The project worth 1 billion US dollars is invested by China's Tianjin Pipe Corp., one of the world's largest producers of seamless steel pipes.

Located on a 101-hectare site outside the city of Gregory, Texas, the facility will produce high-quality seamless steel pipes used for oil and gas wells targeting the markets of the Americas and West Africa.

The facility, the largest new manufacturing investment that a Chinese company has made in the United States, is expected to be operational this year.

The project is "exciting," Danny Nguyen, council member of Missouri city, Texas, told Xinhua.

Since the value of the property will go up after the investment, "so tax and tax revenue will be generated for the local government," he said. "It's good for the local government, good for the city and good for the country," Nguyen added.

Another benefit from the project is that it will create jobs. "This is a great thing," said Nguyen.

Texas Secretary of State Hope Andrade also highlighted the positive impact of the project on Texas.

The Texas plant "will bring a wide range of new jobs to the area, including clerical positions, equipment operators, skilled craftsmen and technicians. The project will create at least 300 new jobs in its first year and will add an additional 300 positions by its third year," he said in a statement.

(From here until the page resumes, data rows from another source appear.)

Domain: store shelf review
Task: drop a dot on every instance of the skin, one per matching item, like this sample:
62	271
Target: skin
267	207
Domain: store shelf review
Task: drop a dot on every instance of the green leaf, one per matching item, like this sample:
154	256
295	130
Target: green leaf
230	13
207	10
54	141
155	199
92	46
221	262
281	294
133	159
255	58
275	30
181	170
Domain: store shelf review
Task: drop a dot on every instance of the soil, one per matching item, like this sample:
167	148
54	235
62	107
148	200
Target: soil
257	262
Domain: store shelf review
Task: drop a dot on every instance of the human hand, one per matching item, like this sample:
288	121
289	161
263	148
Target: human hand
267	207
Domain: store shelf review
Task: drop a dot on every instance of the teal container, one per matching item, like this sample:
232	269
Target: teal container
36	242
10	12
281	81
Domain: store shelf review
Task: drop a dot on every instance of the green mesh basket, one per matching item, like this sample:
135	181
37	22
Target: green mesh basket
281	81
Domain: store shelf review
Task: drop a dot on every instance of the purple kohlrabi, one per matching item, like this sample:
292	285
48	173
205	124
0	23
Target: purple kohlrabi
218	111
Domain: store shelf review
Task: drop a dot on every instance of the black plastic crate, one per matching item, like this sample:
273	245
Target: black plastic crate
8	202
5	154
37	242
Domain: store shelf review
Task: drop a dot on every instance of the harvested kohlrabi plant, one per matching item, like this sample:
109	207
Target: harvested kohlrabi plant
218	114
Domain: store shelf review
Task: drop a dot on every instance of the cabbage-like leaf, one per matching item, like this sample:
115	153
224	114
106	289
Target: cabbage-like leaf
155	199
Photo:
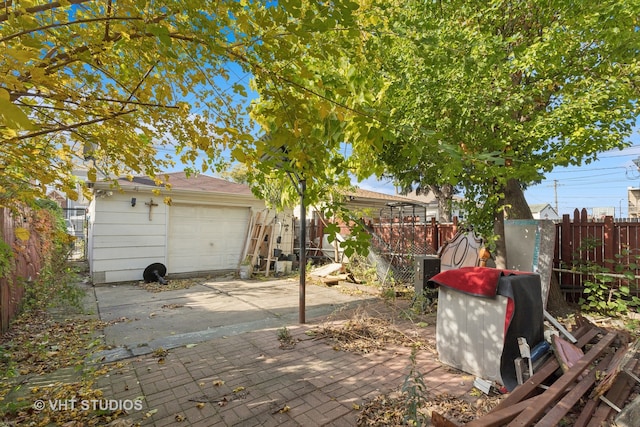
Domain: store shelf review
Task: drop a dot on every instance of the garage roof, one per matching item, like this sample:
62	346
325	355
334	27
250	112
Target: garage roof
180	181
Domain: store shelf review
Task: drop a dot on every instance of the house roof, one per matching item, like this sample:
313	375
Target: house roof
372	195
539	207
196	182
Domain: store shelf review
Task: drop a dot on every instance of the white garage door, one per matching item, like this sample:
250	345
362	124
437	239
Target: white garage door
205	238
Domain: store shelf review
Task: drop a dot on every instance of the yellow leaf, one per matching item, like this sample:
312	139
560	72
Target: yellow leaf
22	234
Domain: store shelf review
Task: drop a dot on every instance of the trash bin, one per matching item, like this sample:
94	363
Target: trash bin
426	266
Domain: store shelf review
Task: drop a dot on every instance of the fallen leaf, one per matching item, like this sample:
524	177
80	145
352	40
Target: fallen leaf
284	409
150	413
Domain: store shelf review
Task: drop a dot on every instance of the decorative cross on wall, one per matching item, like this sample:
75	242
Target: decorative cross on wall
151	205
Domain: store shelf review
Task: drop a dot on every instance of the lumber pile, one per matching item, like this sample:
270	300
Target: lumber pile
599	379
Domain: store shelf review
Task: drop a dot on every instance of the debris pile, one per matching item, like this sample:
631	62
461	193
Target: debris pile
589	384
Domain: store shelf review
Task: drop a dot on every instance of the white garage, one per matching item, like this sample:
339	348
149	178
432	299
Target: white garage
198	225
206	237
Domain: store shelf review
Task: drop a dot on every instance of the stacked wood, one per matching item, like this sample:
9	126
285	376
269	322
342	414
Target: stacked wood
603	377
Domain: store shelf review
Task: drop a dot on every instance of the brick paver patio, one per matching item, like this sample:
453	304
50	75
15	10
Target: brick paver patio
249	380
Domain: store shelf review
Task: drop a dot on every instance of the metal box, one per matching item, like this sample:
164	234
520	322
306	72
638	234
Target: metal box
427	266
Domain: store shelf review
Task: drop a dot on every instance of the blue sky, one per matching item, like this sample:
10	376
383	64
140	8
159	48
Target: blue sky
600	184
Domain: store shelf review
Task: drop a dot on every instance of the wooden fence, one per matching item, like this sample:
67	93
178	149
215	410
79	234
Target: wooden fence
607	242
28	255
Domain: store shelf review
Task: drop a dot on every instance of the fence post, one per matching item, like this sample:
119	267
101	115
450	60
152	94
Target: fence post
609	242
435	235
566	242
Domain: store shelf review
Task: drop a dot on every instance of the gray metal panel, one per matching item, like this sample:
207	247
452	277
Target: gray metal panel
470	332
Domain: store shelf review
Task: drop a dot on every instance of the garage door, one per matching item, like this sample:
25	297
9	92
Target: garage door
205	238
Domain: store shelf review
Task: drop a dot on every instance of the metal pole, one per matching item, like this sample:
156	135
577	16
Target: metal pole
303	250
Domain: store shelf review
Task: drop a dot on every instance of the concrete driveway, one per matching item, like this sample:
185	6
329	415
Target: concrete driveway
141	321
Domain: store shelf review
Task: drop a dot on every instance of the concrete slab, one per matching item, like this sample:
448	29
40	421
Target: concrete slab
143	321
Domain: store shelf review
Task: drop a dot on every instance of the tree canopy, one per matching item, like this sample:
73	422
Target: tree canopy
113	85
467	93
487	96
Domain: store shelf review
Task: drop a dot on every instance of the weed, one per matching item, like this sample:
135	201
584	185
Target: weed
286	339
609	290
416	393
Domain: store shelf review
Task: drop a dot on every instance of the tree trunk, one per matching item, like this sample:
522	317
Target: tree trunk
444	196
501	248
516	207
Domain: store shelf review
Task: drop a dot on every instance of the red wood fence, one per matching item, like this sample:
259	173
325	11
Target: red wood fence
607	243
27	261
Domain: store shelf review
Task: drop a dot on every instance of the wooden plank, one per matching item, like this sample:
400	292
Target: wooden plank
441	421
622	358
529	415
617	394
553	417
584	335
502	416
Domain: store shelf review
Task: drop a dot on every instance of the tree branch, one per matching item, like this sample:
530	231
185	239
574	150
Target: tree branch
34	9
73	126
69	23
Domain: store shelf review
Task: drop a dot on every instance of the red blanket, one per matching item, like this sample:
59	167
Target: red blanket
478	281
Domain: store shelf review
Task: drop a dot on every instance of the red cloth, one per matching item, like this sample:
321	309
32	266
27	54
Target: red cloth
478	281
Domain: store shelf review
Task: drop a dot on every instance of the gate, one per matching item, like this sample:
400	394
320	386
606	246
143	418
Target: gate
77	226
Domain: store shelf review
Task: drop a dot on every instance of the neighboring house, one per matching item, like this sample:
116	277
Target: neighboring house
429	200
543	211
373	205
204	229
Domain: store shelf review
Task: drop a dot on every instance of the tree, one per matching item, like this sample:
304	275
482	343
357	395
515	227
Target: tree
513	88
113	84
484	96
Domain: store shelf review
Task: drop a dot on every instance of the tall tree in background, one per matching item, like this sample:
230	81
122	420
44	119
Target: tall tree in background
109	84
515	88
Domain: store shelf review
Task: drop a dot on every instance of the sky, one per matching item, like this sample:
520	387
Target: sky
600	184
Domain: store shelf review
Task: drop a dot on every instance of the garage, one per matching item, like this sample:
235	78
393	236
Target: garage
204	238
192	224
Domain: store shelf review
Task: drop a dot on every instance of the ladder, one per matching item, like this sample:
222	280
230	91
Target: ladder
257	231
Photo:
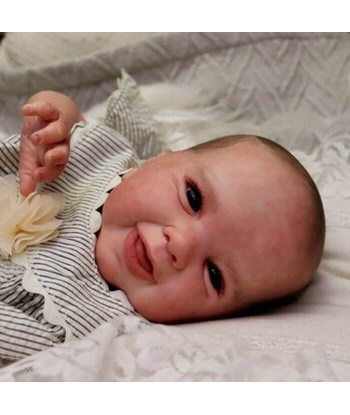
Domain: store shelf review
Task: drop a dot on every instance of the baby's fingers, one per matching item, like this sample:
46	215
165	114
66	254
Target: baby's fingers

According to a study conducted by Impact Data Source of Austin, The project in its first 10 years of operation will have a direct economic impact of $2.7 billion on the local economy, including an estimated 327 million dollars in direct employee salaries.

Nguyen, an active promoter of trade and business cooperation between the United States and China, believed something should be done from the local and state governments to attract more Chinese companies of this type to the United States, especially to Texas.

He said the Tianjin Pipe Corp. plant can be seen as a model for future win-win business cooperation between the two countries.

Considering factors like the weak dollar and the expansion of the Panama Canal, which will allow more Chinese goods to arrive at Houston directly, it will be more convenient for Chinese companies to set up businesses in the United States, said Nguyen.